Título: A crise das agências
Autor:
Fonte: O Estado de São Paulo, 05/12/2005, Notas e Informações, p. A3

O descaso com que o governo Lula trata as agências reguladoras está prejudicando seriamente o funcionamento de todas elas e levando algumas a uma crise que pode resultar em sua completa paralisia. Contingenciamento de verbas e atraso na indicação de diretores são problemas comuns a todas. Mas uma delas, a Agência Nacional de Energia Elétrica (Aneel), vive uma situação dramática. Associações empresariais advertem ministros e parlamentares que, se providências não forem tomadas com urgência, o colapso da Aneel "será inevitável". Pouco depois de sua posse, o presidente Luiz Inácio Lula da Silva fez uma declaração bombástica sobre as agências reguladoras, dizendo que, por causa delas, "o Brasil foi terceirizado". A declaração revelava desconhecimento do papel dessas agências na regulação de atividades essenciais para o funcionamento da economia brasileira e na preservação dos interesses legítimos do setor público, do investidor e do consumidor.

Felizmente o presidente não voltou a repetir críticas tão contundentes e despropositadas às agências, mas a maneira como seu governo vem tratando a questão revela uma atitude que oscila entre o desprezo e a sabotagem. Tem sido freqüente o atraso na indicação de diretores, o que paralisa determinadas agências, pois as impede de ter quórum suficiente para tomar decisões.

Indicações político-partidárias ameaçam certas características das agências que, por serem essenciais a seu funcionamento, deveriam permanecer intocadas, como sua independência técnica. Essa forma de nomeação lança dúvidas sobre a competência dos escolhidos e sobre a qualidade das decisões futuras das agências.

À "politização" das agências reguladoras, que, por sua natureza e finalidade, devem ser órgãos técnicos, se soma outra prática nociva do governo: o excessivo contingenciamento de verbas. Aplicado a todos os setores do governo, com o objetivo de assegurar o cumprimento das metas de superávit primário, o contingenciamento nas agências reguladoras chegou, em alguns casos, a um ponto muito perigoso.

O exemplo da Aneel é, provavelmente, o mais ilustrativo. De acordo com o documento enviado por 12 associações empresariais a ministros e parlamentares, em 2002, 34,8% dos recursos destinados à Aneel foram contingenciados. Esse índice foi subindo rapidamente (59,23% em 2003 e 64,3% em 2004), até chegar ao ponto em que ameaça asfixiar a agência: 73,5% neste ano. Isso significa que, de cada real que deveria receber em 2005, a Aneel receberá apenas 26,5 centavos. É só um quarto do que deveria receber. "Tem sido impossível à Aneel cumprir eficientemente sua missão", diz o documento.

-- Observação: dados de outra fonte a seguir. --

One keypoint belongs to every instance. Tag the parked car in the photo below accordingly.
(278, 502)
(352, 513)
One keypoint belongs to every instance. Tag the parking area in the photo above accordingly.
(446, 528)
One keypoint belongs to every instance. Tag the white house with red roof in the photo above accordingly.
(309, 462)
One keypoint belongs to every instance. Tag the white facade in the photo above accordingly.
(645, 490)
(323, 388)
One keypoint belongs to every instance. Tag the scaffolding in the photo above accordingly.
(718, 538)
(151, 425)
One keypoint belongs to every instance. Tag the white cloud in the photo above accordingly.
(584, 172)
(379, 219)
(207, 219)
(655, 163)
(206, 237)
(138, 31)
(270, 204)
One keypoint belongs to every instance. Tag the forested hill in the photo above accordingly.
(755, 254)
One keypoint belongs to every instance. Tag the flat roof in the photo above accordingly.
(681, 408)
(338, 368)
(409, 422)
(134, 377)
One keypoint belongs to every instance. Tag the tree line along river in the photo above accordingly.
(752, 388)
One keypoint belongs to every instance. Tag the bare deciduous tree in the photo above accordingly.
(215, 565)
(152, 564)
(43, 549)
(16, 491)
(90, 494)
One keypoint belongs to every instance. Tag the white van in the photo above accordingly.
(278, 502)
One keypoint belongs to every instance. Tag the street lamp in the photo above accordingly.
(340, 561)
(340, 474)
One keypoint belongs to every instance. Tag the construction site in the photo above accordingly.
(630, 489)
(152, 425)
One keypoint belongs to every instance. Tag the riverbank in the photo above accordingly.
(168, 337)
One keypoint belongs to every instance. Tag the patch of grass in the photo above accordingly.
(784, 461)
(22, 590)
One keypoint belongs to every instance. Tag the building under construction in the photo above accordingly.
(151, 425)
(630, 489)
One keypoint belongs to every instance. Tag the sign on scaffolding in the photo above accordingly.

À falta de dinheiro junta-se agora a ameaça da falta de pessoal. Sete anos depois de criada, a Aneel ainda não conseguiu preencher seu quadro funcional. Parte essencial de seu trabalho técnico é realizada por 154 profissionais admitidos em caráter temporário, cujos contratos terminam no dia 31 de dezembro. Sem eles, a Aneel pára.

Não serão apenas as empresas interessadas em manifestações e decisões da Aneel que perderão com isso. Como lembrou o diretor-geral da agência, Jerson Kelman, sem seus técnicos a Aneel não poderá analisar os pedidos de reajustes de tarifas feitos pelas empresas concessionárias. Nesse caso, a legislação determina que, se o pedido não for examinado em 30 dias, se aplique o índice solicitado pelas empresas.

Outras agências enfrentam problemas semelhantes, embora menos graves do que os da Agência Nacional de Energia Elétrica. Também elas carecem de equipes técnicas. Algumas conseguiram realizar concursos, mas muitos dos aprovados não assumiram o cargo, pois em outros organismos do governo funções com igual nível de exigência e qualificação oferecem remuneração que corresponde ao dobro do que as agências podem pagar. Alguns aprovados até aceitam assumir o cargo, mas logo o trocam por emprego na iniciativa privada, onde a remuneração é ainda melhor do que em outros órgãos públicos. Há cerca de um mês, os diretores-gerais de nove agências reguladoras enviaram carta a ministros de Estado expondo esse problema

O governo não pode, pois, alegar ignorância da grave situação por que passam as agências. Precisa agir e, no caso da Aneel, com grande presteza.